Lately, I've been guilty of leaping into the deep end of the sabermetric pool without dipping my toe into the shallow end first, and I worry that in the process my articles have suffered. Too often, I throw statistical jargon at the screen. Not often enough, I make clear my basic thought process. This article, in which I very deliberately walk through a fairly simple analysis, is an attempt to rectify that error. If you so desire, feel free to follow along, doing each step as I discuss it, to get a better feel for how I write and think.
Spring Training Statistics: Do They Matter?
Every analysis begins with a question. Since this is more or less an example article, I've chosen a really simple one: "do spring training statistics matter?" For the sake of reaching a precise conclusion, we should refine this broad question down to one that's more easily answerable with math. In this case, let's tweak "do spring training statistics matter" to "which predicts a player's season stats better: his spring training, or his previous season?"
Now that we've got a precise question, we need to devise a methodology for answering it. Again, this one's pretty simple: we should download an array of 2013 spring training statistics, an array of 2013 season statistics, and an array of 2012 season statistics. Then we should use Microsoft Excel or a similar program to look for correlation between the data sets.
Next, we must collect data. My go-to site for stat downloads is Fangraphs, but unfortunately they don't seem to carry records of past spring training stats. A quick Google Search brings up MLB.com's stats page, which does carry spring training stats but doesn't let you export .csv files. If you like, you can manually copy and paste this data into Excel, but it'll require a little futzing about to get the data to play nicely with Fangraphs' numbers. A better way to go is to download stats from Baseball Reference.
The full-season data is much easier to harvest, since Fangraphs carries it. However, because we want to compare how players performed between time periods, we want the same players in each data set. Also, we have to control for sample size somehow, or our correlation will be wrecked by a bunch of guys who batted 1.000/1.000/4.000 in one spring training plate appearance. To do so, we open up the spring training data set in Microsoft Excel and sort all rows by the PA column. Let's use MLB.com's threshold for "spring training qualifiers" and cut out everyone with less than 50 PA. These are the players that we need 2013 and 2012 data for.
Now that we have our player list, we can head over to the Fangraphs Leaderboards. If we add each player from the spring training list (there should be between 100 and 150) to a custom leaderboard, pick which stats we want to look at, and set a minimum number of PAs for sample size reasons, Fangraphs will let us export the data we want into a .csv file. (For those of you following along: don't actually manually do it. That takes forever. The links for data that line up with the MLB.com ST lists are here and here.)

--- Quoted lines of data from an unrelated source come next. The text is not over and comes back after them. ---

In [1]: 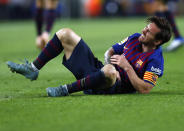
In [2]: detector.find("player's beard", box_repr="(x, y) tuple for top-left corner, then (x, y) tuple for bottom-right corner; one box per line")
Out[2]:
(139, 36), (155, 47)
(141, 41), (149, 46)
(141, 41), (156, 50)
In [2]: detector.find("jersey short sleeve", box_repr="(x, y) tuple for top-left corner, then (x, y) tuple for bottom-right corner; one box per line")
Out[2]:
(112, 37), (128, 55)
(143, 47), (164, 86)
(112, 33), (141, 54)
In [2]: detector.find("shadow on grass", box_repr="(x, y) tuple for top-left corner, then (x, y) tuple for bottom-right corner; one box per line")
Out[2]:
(1, 90), (184, 101)
(149, 91), (184, 96)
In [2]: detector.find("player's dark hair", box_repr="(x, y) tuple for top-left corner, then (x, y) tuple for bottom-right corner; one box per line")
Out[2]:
(147, 16), (172, 47)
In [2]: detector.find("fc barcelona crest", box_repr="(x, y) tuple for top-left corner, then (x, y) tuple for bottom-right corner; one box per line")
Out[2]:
(136, 59), (143, 68)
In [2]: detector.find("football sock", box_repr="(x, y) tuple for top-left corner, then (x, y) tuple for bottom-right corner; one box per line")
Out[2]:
(155, 11), (165, 18)
(35, 8), (44, 36)
(31, 63), (39, 71)
(164, 11), (181, 38)
(66, 70), (106, 94)
(33, 34), (63, 70)
(45, 9), (56, 33)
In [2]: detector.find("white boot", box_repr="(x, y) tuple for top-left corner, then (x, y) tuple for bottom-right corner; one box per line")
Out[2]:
(165, 37), (184, 52)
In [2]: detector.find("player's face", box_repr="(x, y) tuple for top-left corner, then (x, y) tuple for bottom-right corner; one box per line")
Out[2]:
(139, 23), (161, 47)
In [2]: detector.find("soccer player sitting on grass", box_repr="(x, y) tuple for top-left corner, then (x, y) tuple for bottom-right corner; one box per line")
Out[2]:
(7, 16), (171, 96)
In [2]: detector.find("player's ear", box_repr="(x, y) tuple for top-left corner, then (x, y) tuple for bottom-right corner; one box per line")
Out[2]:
(154, 40), (162, 46)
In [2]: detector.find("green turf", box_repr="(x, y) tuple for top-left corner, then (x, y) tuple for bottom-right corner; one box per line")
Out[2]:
(0, 17), (184, 131)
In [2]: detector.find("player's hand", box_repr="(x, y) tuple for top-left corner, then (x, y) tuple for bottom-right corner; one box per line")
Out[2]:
(110, 54), (130, 69)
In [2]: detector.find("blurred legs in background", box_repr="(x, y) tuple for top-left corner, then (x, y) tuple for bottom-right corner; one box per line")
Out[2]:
(155, 0), (184, 51)
(35, 0), (59, 50)
(144, 0), (184, 51)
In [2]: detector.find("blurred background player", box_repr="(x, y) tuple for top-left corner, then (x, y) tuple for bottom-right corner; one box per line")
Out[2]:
(144, 0), (184, 51)
(35, 0), (59, 50)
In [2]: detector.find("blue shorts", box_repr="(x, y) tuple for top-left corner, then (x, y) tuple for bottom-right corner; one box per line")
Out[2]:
(62, 39), (103, 80)
(62, 39), (136, 94)
(62, 39), (108, 94)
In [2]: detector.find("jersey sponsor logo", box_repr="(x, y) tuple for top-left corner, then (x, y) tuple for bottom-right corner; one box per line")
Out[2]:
(118, 37), (128, 45)
(151, 66), (161, 75)
(135, 59), (143, 68)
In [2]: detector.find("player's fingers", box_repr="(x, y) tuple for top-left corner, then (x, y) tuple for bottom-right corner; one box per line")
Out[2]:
(110, 60), (117, 64)
(111, 55), (119, 59)
(110, 58), (117, 63)
(111, 62), (117, 65)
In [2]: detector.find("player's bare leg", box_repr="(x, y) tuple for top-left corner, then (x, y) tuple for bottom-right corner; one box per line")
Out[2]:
(56, 28), (81, 59)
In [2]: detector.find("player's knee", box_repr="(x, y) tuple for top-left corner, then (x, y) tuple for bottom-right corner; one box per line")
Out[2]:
(56, 28), (73, 43)
(102, 64), (117, 86)
(56, 28), (81, 46)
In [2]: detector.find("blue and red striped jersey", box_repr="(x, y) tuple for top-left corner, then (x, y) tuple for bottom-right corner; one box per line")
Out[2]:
(112, 33), (164, 91)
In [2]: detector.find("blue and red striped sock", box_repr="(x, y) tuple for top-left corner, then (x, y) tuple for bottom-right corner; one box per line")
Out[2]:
(33, 34), (63, 70)
(164, 11), (181, 38)
(67, 71), (106, 93)
(45, 9), (56, 33)
(155, 11), (165, 18)
(35, 8), (44, 36)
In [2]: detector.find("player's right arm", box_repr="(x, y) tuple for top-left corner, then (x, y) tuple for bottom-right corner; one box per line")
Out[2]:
(104, 36), (128, 65)
(104, 47), (115, 65)
(104, 47), (121, 81)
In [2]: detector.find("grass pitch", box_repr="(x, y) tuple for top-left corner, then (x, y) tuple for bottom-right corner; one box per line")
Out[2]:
(0, 17), (184, 131)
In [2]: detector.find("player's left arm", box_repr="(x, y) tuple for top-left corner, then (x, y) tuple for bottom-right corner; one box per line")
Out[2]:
(124, 67), (154, 94)
(110, 54), (154, 94)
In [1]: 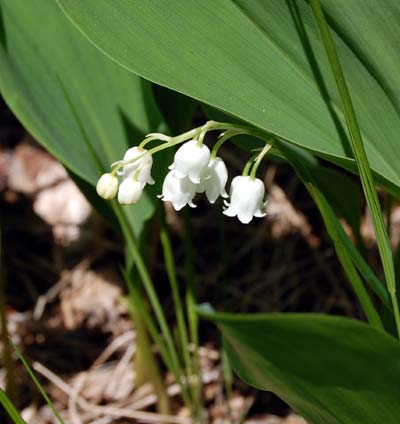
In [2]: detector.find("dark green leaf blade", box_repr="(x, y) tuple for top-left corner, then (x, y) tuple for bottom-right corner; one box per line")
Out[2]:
(0, 0), (163, 235)
(58, 0), (400, 196)
(202, 311), (400, 424)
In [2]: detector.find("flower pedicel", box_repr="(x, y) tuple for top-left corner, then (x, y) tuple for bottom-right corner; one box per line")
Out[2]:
(96, 121), (272, 223)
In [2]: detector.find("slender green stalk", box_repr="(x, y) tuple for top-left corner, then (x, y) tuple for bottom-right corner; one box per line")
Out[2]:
(123, 263), (170, 414)
(0, 388), (27, 424)
(310, 186), (383, 329)
(221, 348), (233, 419)
(159, 214), (193, 398)
(310, 0), (400, 336)
(123, 270), (173, 370)
(12, 342), (64, 424)
(183, 211), (203, 420)
(113, 121), (269, 174)
(278, 143), (383, 328)
(242, 153), (259, 176)
(249, 143), (273, 180)
(211, 130), (251, 160)
(111, 203), (192, 408)
(124, 268), (194, 410)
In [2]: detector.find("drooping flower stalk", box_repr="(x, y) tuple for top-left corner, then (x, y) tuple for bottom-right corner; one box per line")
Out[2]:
(96, 121), (273, 223)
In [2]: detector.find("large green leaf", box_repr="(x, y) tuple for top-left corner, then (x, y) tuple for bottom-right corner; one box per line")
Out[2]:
(201, 310), (400, 424)
(0, 0), (164, 234)
(321, 0), (400, 113)
(57, 0), (400, 196)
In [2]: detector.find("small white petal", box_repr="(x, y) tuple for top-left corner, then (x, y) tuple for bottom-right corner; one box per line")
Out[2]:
(223, 205), (238, 217)
(254, 209), (267, 218)
(237, 210), (254, 224)
(159, 170), (197, 211)
(196, 157), (228, 204)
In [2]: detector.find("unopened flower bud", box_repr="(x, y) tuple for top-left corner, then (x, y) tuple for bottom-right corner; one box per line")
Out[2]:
(96, 173), (118, 200)
(118, 178), (143, 205)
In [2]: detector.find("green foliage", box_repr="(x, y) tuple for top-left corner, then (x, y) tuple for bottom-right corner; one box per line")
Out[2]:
(1, 0), (399, 421)
(310, 0), (399, 334)
(202, 310), (400, 424)
(0, 389), (27, 424)
(0, 0), (164, 235)
(58, 0), (400, 196)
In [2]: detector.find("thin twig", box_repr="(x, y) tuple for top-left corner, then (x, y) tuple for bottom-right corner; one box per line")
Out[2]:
(33, 362), (192, 424)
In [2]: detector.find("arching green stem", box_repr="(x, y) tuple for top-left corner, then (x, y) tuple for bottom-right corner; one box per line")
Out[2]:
(249, 143), (273, 180)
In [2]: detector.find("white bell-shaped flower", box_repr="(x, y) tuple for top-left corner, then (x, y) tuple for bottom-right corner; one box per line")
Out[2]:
(158, 170), (197, 211)
(118, 178), (143, 205)
(122, 146), (154, 187)
(223, 176), (267, 224)
(96, 173), (118, 200)
(169, 139), (210, 184)
(196, 157), (228, 204)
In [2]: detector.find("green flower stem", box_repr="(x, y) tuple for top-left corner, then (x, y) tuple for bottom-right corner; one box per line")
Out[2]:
(123, 270), (175, 373)
(183, 210), (204, 421)
(310, 0), (400, 337)
(111, 203), (192, 408)
(277, 143), (383, 329)
(210, 130), (251, 160)
(249, 143), (273, 180)
(242, 153), (259, 176)
(112, 121), (267, 174)
(124, 273), (171, 415)
(159, 214), (194, 404)
(139, 133), (172, 149)
(197, 120), (214, 146)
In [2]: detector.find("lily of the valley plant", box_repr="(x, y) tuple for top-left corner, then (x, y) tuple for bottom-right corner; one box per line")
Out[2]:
(97, 121), (272, 224)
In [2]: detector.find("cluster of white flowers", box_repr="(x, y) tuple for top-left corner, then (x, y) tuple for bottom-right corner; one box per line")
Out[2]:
(96, 124), (270, 224)
(159, 139), (228, 209)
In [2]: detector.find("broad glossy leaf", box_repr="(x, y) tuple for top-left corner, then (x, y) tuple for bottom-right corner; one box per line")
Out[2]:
(322, 0), (400, 112)
(201, 310), (400, 424)
(58, 0), (400, 196)
(0, 0), (164, 234)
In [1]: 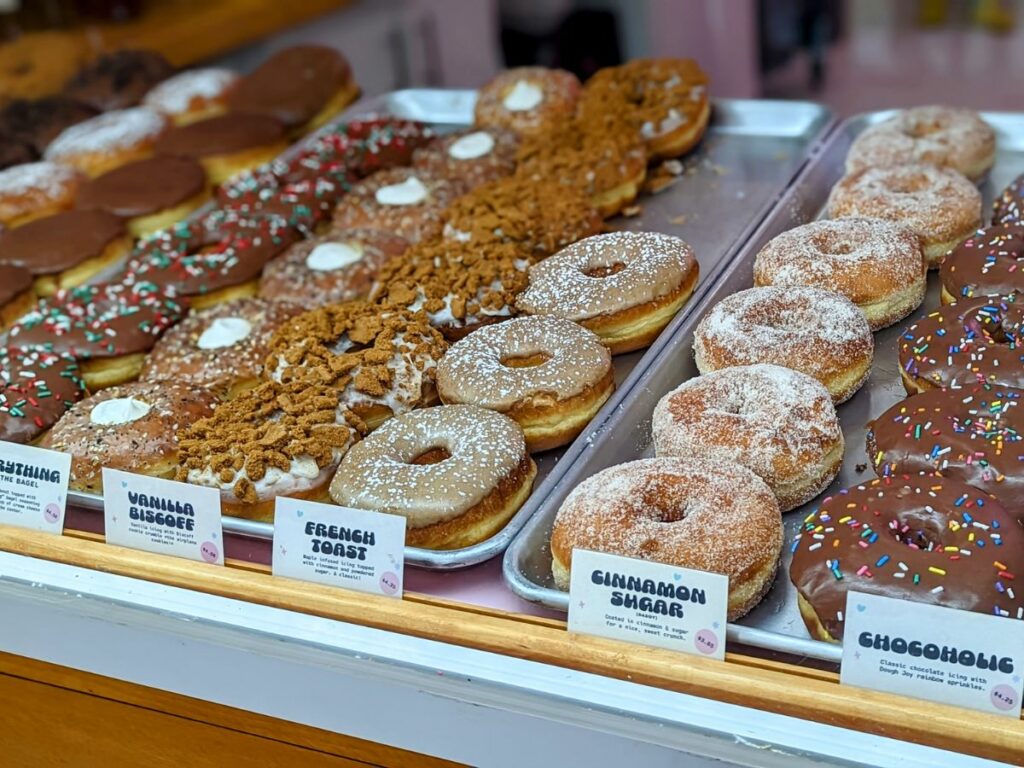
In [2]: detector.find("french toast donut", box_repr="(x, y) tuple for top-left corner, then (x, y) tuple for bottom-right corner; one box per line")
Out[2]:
(653, 364), (843, 512)
(142, 68), (240, 125)
(412, 127), (519, 190)
(330, 404), (537, 549)
(0, 264), (36, 330)
(753, 217), (926, 330)
(939, 225), (1024, 304)
(436, 315), (614, 452)
(44, 107), (170, 177)
(992, 173), (1024, 226)
(474, 67), (581, 136)
(550, 457), (783, 620)
(62, 49), (174, 111)
(516, 232), (699, 354)
(0, 346), (85, 444)
(828, 163), (982, 267)
(0, 161), (84, 228)
(693, 285), (874, 404)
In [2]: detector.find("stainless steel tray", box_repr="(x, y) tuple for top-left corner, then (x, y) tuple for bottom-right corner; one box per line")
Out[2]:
(67, 90), (833, 570)
(504, 109), (1024, 661)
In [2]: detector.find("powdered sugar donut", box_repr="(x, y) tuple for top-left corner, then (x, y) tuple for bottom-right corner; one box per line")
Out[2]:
(0, 161), (84, 228)
(44, 107), (169, 176)
(143, 68), (239, 124)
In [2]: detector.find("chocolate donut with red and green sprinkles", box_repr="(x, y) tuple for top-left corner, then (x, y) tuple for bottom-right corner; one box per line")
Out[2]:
(0, 346), (85, 443)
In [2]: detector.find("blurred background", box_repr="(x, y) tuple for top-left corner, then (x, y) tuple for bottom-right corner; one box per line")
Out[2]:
(1, 0), (1019, 114)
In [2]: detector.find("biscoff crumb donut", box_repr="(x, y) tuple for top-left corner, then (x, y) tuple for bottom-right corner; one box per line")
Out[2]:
(474, 67), (581, 136)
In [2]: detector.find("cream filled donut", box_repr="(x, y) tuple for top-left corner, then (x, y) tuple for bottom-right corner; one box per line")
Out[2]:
(329, 404), (537, 549)
(653, 364), (843, 512)
(436, 316), (614, 452)
(693, 286), (873, 404)
(753, 218), (926, 331)
(412, 127), (519, 190)
(474, 67), (581, 136)
(550, 457), (783, 620)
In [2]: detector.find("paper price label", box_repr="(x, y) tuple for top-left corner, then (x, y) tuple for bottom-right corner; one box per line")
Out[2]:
(0, 441), (71, 534)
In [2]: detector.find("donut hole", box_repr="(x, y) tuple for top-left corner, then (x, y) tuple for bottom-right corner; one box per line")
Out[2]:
(501, 351), (551, 368)
(890, 499), (945, 550)
(582, 262), (626, 279)
(887, 173), (930, 194)
(904, 118), (946, 138)
(811, 233), (855, 256)
(410, 446), (452, 465)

Next, we can use Excel to sort each of the three .csv files by player name and then paste all three into one file. Here's another gotcha: each set has a different number of rows. This is because not everyone who played in 2013 Spring Training made it to MLB in 2012 and 2013. We should delete the data for players who don't appear in all three data sets. Lastly, we must make sure that all three data sets use the same stats - we may need to (for example) divide K by PA to get K%.
Now that we have the final data set, all we have to do is draw our conclusions by making use of Excel's CORREL tool. You can read about how to use CORREL here: essentially, you input the formula =CORREL(START1:FIN1, START2:FIN2) and it spits out a correlation coefficient. If you want to learn a little more about the correlation coefficient that CORREL generates, you can read this Wikipedia article, but for now all we really need to know about the output is that higher is better. According to well-respected math site Dummies.com, a relationship isn't considered "strong" until there's a correlation coefficient above 0.7.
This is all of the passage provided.